According to Georgia Superintendent of Schools, Kathy Cox, results of the Spring 2005 End of Course Tests show students in Georgia progressed in all eight subject areas from last spring.
"We made some progress on exams, and we should celebrate that…" Ms. Cox said in a letter announcing the test results.
For McDuffie County, students at Thomson High School met expectations in ninth grade Literature, American Literature, Biology, Geometry, Physical Science, and US History. They fell slightly below expectations in Algebra and Economics. Thomson Middle School pupils taking Algebra exceeded expectations.

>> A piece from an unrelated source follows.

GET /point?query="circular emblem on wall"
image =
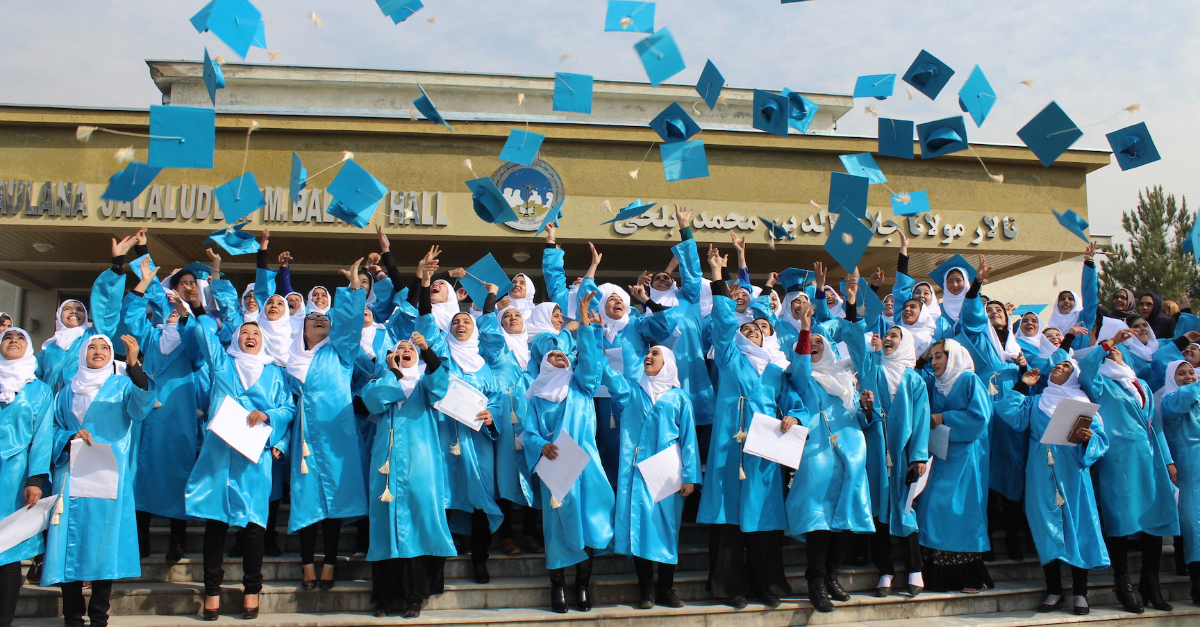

Dr. Barry O'Neill, McDuffie County assistant superintendent of curriculum, said THS improved on EOCT scores from last year. Dr. O'Neill said all scores improved across the board, but "tech prep and black students improved more."
"(They) are narrowing the gap, which is what it's all about - not leaving anybody behind," he said.
Last year, Georgia began end-of-course assessments in grades nine through twelve for core subjects, in order to improve student achievement.
Dr. O'Neill said the EOCT are part of the state program to phase out the Quality Core Curriculum introduced in 1985, and phase in the Georgia Performance Standards curriculum. The GPS goes into greater depth than QCC, because it isolates and identifies skills needed to use the content knowledge to problem-solve, reason, communicate, and make connections with other information.
"Our goal is to get us ever improving. We're just implementing strategies for GPS. It's a much better curriculum, it's more hands-on, much more real-world," Dr. O'Neill said. "I'm excited about it, it's a higher standard. Georgia has really done a good job of developing these performance-based standards."